Collage: images sourced from here and here

Do you rely on test workflows for upholding a high level of code quality? Have you ever been frustrated at the fact that every time you want to make changes to your github workflow .yml you have to commit changes which may lead to failed builds, again and again? have you ever been frustrated that this leads to "commit pollution"? I have. And this is why I decided to use act, which is a superb tool that spawns a docker instance to run the workflow locally. It is user friendly, but still requires some configuration to get it up and running, especially if you want fancy things like authenticating and connecting to external services.

The objective of this short tutorial is to run a Github test workflow on our local machine to speed up development iterations. This is of particular importance when you don’t want to pollute Git history by committing a lot of code whose purpose is to get the test workflow to pass. In our case, this is especially important, as our tests are data-intensive and incur large bandwidth overhead on our Azure instance, which translates to higher cost.

We are going to use act, which is a tool that spawns a docker instance to run the workflow locally.

NOTE: If you find this tool useful, please consider supporting the developer here.

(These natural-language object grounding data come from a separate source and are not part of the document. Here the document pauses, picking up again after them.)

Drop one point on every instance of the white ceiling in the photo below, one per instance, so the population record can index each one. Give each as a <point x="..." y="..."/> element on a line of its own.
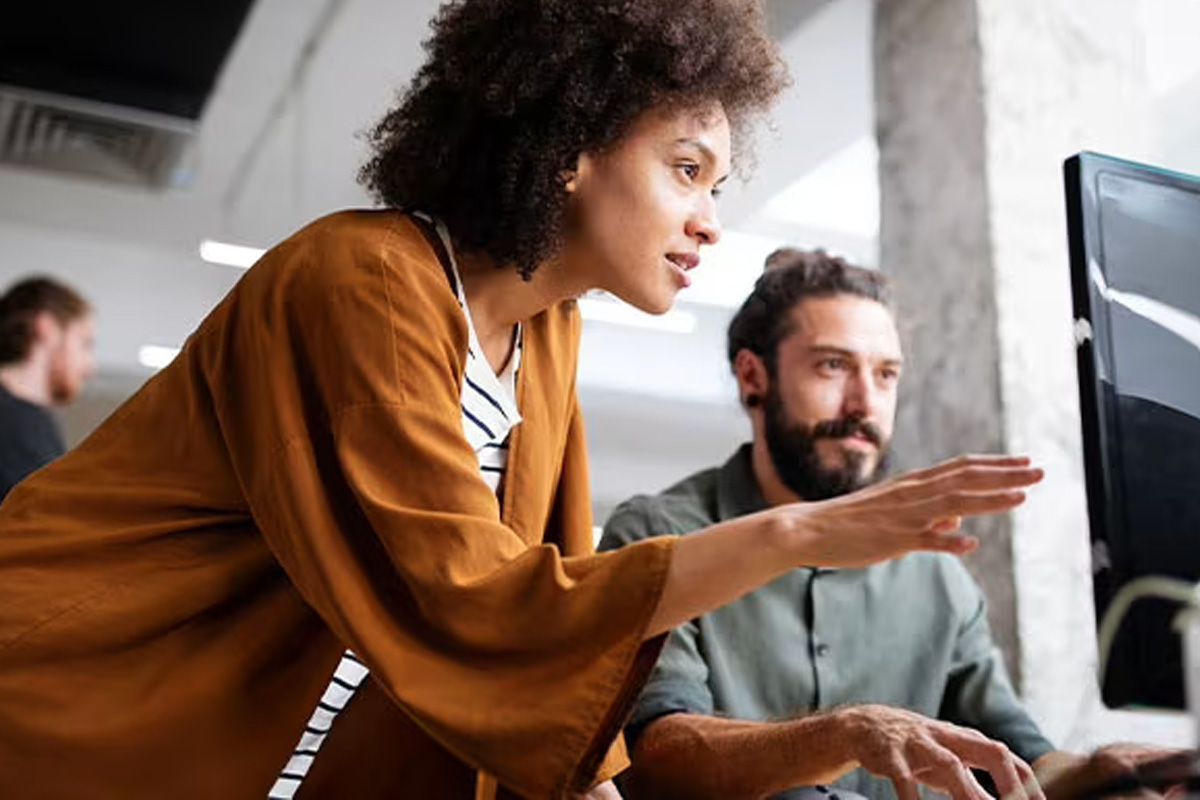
<point x="280" y="144"/>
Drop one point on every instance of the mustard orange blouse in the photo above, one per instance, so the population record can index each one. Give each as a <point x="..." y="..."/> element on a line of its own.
<point x="175" y="591"/>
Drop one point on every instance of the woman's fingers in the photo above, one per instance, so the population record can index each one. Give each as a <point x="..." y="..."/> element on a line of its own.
<point x="966" y="462"/>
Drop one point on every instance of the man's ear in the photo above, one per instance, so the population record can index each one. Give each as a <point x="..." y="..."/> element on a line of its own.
<point x="46" y="328"/>
<point x="751" y="377"/>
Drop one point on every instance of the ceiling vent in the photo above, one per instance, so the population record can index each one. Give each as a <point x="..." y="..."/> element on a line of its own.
<point x="79" y="137"/>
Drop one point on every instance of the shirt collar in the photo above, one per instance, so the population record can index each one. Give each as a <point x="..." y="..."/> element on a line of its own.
<point x="737" y="491"/>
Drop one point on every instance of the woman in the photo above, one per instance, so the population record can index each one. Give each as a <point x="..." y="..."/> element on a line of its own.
<point x="341" y="547"/>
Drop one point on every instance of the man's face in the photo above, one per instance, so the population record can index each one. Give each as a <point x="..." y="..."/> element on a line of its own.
<point x="829" y="409"/>
<point x="71" y="359"/>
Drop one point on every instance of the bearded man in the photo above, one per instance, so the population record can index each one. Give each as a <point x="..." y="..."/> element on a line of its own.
<point x="826" y="681"/>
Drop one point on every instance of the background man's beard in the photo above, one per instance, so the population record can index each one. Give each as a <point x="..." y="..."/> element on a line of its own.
<point x="793" y="452"/>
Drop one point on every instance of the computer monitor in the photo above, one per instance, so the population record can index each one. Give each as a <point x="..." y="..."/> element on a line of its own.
<point x="1134" y="235"/>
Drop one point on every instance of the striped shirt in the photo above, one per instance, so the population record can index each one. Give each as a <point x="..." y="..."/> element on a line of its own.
<point x="489" y="415"/>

For this to work we will need to do the following:

  1. Install Docker Engine. Please make sure that the Docker daemon is running and functional prior to proceeding with this tutorial.
  2. Create an .actrc config file, which tells act which base image to use. We can use a pre-built base image, or we can build our own base image.
  3. Create a Dockerfile and build it.
  4. Run the docker image, passing some environment variables needed for the workflow to execute.
  5. (Optional) Create a act.vault file, which stores our authentication credentials for connecting to our external service.

At this point your local directory structure should look something like this, as in, just your repository directory my-repo:

Directory structure

Let’s start! 🚀

Instantiating the .actrc config file

The .actrc config file should be in your top-level directory.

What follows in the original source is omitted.